結婚してください
「あら、体調はもうよろしくて? 英輔からそう聞いてますわよ。」
「いえ、大丈夫です。」
「そう、ではあなたも楽しんでいらしてね。」
まるで自分のためのパーティのような話し方をする人だわ。これは生徒みんなのパーティ。自分ひとりのためにあるのじゃないわ。
私は目に入らないんでしょうね。そのまま会場の方へと向かっていった。
大きな扉を開けるとそこは華麗で賑やかなパーティ会場。私とは別世界のところ。足が竦んで思うように歩けない。

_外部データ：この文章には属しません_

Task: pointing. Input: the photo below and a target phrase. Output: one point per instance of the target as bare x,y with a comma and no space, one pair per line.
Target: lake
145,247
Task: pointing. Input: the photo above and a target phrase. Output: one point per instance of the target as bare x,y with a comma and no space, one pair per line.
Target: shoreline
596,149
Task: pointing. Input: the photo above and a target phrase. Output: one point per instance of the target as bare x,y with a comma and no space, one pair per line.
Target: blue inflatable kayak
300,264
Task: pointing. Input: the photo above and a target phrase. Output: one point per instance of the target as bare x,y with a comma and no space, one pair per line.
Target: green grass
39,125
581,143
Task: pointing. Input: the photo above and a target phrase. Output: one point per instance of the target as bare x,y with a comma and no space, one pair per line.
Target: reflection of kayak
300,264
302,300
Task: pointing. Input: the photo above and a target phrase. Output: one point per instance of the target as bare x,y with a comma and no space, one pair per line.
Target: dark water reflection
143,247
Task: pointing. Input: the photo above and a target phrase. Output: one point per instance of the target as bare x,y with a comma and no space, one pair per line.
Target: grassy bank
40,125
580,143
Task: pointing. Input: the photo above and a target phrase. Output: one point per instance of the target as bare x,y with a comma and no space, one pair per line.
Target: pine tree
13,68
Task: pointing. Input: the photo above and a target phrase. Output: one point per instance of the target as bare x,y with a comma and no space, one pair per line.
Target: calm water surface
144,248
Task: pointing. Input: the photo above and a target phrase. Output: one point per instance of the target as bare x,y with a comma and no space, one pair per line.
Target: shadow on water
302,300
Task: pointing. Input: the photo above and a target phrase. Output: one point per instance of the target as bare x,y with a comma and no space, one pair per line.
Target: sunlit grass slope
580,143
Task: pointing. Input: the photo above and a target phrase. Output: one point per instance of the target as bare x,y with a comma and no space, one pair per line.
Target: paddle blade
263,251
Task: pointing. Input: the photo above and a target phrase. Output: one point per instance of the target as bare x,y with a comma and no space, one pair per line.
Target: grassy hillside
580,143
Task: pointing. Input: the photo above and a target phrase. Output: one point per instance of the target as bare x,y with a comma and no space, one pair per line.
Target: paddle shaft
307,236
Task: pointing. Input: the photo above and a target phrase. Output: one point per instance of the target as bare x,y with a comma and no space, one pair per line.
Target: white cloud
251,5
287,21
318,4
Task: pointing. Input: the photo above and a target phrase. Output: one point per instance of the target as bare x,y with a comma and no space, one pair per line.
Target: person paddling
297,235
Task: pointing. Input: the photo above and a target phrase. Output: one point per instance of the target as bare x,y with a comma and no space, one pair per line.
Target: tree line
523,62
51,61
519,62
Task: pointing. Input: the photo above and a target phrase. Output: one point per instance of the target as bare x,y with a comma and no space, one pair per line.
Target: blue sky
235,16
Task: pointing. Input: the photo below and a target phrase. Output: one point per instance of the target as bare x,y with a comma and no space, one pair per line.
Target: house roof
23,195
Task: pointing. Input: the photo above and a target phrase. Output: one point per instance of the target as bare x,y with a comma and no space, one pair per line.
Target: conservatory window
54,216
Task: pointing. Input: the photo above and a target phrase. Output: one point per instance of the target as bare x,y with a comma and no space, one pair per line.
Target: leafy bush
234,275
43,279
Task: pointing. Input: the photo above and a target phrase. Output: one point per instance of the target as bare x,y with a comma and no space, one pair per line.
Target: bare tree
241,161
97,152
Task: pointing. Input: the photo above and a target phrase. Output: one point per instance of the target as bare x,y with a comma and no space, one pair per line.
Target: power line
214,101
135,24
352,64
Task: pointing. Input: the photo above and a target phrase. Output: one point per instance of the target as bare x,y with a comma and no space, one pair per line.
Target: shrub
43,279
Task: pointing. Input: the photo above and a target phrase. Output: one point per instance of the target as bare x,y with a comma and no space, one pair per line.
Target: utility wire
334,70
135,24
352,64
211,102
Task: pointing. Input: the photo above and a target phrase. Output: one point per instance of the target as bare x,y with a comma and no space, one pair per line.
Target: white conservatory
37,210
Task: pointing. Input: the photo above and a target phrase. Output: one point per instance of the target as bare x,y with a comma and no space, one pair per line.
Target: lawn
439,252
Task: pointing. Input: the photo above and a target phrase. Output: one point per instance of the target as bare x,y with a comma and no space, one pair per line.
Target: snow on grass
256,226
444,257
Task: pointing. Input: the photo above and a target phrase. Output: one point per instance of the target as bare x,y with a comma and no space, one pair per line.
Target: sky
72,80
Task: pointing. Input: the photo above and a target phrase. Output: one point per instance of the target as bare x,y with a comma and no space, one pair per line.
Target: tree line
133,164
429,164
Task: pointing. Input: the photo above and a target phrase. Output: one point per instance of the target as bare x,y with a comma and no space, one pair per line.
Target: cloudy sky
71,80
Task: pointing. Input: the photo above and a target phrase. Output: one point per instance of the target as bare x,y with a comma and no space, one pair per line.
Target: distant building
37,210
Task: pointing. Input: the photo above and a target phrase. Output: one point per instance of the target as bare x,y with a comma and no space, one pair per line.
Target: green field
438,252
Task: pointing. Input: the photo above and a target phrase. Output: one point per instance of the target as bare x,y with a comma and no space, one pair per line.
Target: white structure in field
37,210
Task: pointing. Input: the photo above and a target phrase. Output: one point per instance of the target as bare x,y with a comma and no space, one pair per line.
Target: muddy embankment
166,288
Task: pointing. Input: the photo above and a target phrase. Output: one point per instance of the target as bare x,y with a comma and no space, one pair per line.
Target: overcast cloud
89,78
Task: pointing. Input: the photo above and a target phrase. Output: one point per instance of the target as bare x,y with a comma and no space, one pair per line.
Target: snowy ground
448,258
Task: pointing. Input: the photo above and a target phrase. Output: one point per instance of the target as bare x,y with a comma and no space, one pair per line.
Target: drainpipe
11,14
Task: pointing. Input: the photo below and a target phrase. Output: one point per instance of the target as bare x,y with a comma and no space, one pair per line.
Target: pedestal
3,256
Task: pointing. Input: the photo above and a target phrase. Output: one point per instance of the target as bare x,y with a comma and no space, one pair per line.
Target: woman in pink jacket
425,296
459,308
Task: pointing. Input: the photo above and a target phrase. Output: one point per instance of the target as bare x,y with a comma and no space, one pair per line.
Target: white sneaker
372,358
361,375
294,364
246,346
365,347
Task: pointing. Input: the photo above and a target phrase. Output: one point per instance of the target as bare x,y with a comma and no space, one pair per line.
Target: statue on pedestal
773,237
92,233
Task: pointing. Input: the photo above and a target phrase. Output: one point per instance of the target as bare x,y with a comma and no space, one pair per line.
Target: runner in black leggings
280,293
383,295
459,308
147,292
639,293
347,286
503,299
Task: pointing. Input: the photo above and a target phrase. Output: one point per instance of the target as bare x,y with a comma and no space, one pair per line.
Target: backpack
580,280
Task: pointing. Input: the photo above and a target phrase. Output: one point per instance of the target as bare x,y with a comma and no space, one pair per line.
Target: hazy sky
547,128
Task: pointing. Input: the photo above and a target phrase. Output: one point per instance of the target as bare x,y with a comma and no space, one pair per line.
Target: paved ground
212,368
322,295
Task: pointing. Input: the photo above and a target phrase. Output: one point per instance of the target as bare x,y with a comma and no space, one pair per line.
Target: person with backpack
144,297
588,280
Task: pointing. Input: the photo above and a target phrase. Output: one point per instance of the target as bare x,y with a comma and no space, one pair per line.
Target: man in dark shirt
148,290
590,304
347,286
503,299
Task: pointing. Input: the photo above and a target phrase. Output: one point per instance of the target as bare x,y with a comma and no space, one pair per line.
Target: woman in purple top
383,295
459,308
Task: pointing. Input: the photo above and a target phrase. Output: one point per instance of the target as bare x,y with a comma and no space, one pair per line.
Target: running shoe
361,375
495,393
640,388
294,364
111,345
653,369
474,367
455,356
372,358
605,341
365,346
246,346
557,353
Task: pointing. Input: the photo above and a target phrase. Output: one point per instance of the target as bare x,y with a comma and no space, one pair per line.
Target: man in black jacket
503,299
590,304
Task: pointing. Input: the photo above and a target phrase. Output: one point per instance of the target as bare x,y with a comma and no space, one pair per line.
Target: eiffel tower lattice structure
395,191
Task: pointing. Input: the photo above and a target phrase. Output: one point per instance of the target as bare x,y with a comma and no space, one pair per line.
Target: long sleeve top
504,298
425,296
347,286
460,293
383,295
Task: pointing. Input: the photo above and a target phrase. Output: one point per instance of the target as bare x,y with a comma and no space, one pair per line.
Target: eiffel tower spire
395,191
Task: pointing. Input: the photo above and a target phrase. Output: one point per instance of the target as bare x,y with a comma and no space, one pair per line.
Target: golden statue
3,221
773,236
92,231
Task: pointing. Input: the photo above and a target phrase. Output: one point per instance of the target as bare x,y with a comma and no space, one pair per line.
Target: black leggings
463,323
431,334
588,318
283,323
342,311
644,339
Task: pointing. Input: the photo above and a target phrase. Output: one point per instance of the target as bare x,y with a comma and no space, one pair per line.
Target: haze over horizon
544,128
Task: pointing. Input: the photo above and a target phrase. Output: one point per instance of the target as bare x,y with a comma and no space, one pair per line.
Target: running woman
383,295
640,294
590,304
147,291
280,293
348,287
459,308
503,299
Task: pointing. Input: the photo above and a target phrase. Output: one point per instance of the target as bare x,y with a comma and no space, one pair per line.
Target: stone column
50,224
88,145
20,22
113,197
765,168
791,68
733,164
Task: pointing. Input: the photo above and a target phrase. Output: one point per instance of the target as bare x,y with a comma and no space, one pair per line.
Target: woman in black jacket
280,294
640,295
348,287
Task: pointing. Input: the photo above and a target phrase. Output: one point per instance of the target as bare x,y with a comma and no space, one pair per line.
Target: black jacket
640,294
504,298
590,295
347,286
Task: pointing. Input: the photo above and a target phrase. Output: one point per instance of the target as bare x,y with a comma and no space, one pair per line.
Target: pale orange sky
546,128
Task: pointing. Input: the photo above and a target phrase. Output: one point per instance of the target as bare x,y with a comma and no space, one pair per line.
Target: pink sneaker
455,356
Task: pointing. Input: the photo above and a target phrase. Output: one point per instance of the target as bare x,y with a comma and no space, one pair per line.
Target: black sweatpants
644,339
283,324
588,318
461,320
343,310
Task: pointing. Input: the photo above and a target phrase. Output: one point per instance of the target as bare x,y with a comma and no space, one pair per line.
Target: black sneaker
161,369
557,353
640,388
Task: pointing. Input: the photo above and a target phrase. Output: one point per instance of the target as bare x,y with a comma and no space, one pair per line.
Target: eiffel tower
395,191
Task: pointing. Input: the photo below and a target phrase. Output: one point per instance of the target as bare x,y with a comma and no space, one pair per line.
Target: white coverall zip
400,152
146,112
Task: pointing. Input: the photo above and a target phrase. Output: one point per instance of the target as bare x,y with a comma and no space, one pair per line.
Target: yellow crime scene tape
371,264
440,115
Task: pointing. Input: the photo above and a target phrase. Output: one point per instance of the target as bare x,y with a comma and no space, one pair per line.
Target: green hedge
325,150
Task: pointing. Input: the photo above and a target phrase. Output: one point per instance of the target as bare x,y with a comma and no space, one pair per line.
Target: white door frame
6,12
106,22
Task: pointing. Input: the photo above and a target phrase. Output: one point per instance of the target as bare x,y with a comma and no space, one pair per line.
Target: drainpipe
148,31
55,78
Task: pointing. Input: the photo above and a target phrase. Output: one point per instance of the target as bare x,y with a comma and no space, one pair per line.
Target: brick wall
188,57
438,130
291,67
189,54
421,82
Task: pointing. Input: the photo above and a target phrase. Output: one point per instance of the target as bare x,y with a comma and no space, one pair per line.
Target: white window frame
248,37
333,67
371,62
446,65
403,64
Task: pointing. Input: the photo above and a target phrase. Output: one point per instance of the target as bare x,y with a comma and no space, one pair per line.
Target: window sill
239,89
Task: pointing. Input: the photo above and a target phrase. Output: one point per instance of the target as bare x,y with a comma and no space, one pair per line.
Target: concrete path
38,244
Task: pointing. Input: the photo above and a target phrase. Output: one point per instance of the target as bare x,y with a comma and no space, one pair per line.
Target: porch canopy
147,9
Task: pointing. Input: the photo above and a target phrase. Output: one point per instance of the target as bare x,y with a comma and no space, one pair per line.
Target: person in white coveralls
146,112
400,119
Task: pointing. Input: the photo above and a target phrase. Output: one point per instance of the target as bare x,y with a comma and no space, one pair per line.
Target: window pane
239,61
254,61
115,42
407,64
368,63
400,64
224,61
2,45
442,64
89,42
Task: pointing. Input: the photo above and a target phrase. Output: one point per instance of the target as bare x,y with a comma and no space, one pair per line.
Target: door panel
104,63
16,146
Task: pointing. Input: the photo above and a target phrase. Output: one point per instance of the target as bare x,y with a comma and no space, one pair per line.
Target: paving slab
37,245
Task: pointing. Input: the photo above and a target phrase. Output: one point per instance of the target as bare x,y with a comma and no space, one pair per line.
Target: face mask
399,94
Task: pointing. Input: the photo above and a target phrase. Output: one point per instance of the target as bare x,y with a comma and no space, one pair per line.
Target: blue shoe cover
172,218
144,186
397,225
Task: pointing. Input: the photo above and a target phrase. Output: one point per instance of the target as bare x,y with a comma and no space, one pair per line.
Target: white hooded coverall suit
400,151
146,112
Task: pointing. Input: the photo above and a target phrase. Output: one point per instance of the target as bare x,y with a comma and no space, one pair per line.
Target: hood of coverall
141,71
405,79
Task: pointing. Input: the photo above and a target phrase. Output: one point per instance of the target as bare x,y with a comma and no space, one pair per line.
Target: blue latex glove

すると残っている数人の女子に体を掴まれ押し戻される。
「これから先はあなたは入れないわ。」
「そうよ、ここは下賎な女の来るところじゃないの。藤堂様は藤沢様のエスコートをされていらっしゃるのよ。あなたは邪魔なのよ。」
「もともとあの二人は恋人同士。家の婚約者だか知らないけど、あなたの出る幕はないのよ。」
「さっさとお帰り。」
「そうよ、そんな似合わないドレス。どこで買ったかしらないけど。早く出ておいき!」
そう言って玄関の外へと押し出される。
雨に打たれた私の姿を見て女子らはクスクスと笑い会場へと入っていった。
雨で濡れた私はそれでも玄関の中へ入り雨の滴を払い落とし会場のドアから中の様子を伺ってみた。
別世界だけど、いずれ私もこんな世界に身をおくのか?と、そんなことを思いながら見た。
煌びやかな内装、豪華すぎて私には入っていけそうにない。生徒たちみんな素敵なドレスを纏いダンスやお喋りを楽しんでいる。